Trying to get CityCenter payment into the hands of subcontractors not involved in the Harmon dispute -- their checks were caught in a legal crossfire between MGM and Perini -- Gonzalez set an Aug. 20, 2010, date for finishing the process at a hearing one month earlier. But when the deadline came, MGM reported that it would not finish in time.

The following November, MGM said it had come to terms with all but 16 of its 222 subcontractors. That number has since been winnowed to seven, all of them somehow involved with the Harmon, with total payments running $237 million.

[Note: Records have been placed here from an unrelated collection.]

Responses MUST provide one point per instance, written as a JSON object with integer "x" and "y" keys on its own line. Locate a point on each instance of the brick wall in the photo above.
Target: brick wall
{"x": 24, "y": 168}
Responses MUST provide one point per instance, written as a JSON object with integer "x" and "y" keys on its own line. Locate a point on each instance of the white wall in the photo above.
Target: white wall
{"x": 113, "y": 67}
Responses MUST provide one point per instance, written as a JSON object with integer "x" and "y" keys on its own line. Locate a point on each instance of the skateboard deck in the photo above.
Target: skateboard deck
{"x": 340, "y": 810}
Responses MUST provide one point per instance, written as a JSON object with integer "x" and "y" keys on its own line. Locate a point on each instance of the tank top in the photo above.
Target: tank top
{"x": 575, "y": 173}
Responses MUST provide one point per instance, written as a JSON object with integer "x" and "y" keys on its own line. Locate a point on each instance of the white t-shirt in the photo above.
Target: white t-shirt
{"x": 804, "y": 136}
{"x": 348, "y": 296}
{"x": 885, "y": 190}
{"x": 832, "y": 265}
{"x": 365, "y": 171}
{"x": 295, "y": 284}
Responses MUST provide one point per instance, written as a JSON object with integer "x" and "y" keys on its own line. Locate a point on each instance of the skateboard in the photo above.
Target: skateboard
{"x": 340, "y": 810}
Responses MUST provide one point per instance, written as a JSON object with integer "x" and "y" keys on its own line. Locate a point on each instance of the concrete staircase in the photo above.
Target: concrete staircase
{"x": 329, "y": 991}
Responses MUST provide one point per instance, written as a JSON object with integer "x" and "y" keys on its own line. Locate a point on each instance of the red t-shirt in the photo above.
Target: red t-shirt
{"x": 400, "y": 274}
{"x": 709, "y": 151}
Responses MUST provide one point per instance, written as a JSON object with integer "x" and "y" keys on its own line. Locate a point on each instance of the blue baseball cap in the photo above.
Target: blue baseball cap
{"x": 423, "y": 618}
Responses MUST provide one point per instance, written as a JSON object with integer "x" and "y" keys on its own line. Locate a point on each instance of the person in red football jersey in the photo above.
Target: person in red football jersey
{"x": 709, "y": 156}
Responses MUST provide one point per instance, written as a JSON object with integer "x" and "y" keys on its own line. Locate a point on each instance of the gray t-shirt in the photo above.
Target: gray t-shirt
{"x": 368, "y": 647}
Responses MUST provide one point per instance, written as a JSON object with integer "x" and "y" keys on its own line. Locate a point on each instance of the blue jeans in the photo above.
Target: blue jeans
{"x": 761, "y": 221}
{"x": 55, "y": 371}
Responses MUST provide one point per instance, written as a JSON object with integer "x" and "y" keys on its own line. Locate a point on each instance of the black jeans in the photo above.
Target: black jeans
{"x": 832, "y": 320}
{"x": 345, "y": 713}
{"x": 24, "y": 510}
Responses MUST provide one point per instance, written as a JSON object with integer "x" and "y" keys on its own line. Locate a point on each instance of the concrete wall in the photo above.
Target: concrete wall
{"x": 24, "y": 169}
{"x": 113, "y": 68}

Ogilvie characterized the missed deadline as a sign of "arrogance," a belief that CityCenter could get away with defying the court.

"CityCenter blamed Perini and now blames the court for its inability to comply," he added later.

CityCenter attorney Steve Morris said MGM had raised concerns at a July 2010 hearing that the deadline was unrealistic.

"We didn't do this defiantly," he said. "We didn't (miss the deadline) ... as (Ogilvie) told you, to thumb our nose at the court."

Instead, he contended that Perini had dumped more than a million pages of documents and uncounted gigabytes of data on MGM before it was equipped to settle mass contract claims. Further, he said, the process entailed individual negotiations with each subcontractor, a time-consuming process.

"We did the very best we could," he said. "We got the subcontractors paid but we could not do it on the time schedule."

Ogilvie countered the accusation that had Perini abandoned the subcontractors and left a mess behind by producing a July 2010 estimate showing that CityCenter reportedly missed by only $620,000, or a fraction of 1 percent. However, Perini's estimates missed the actual dollar amounts paid to many of the individual contractors by a range of a few hundred dollars to several million.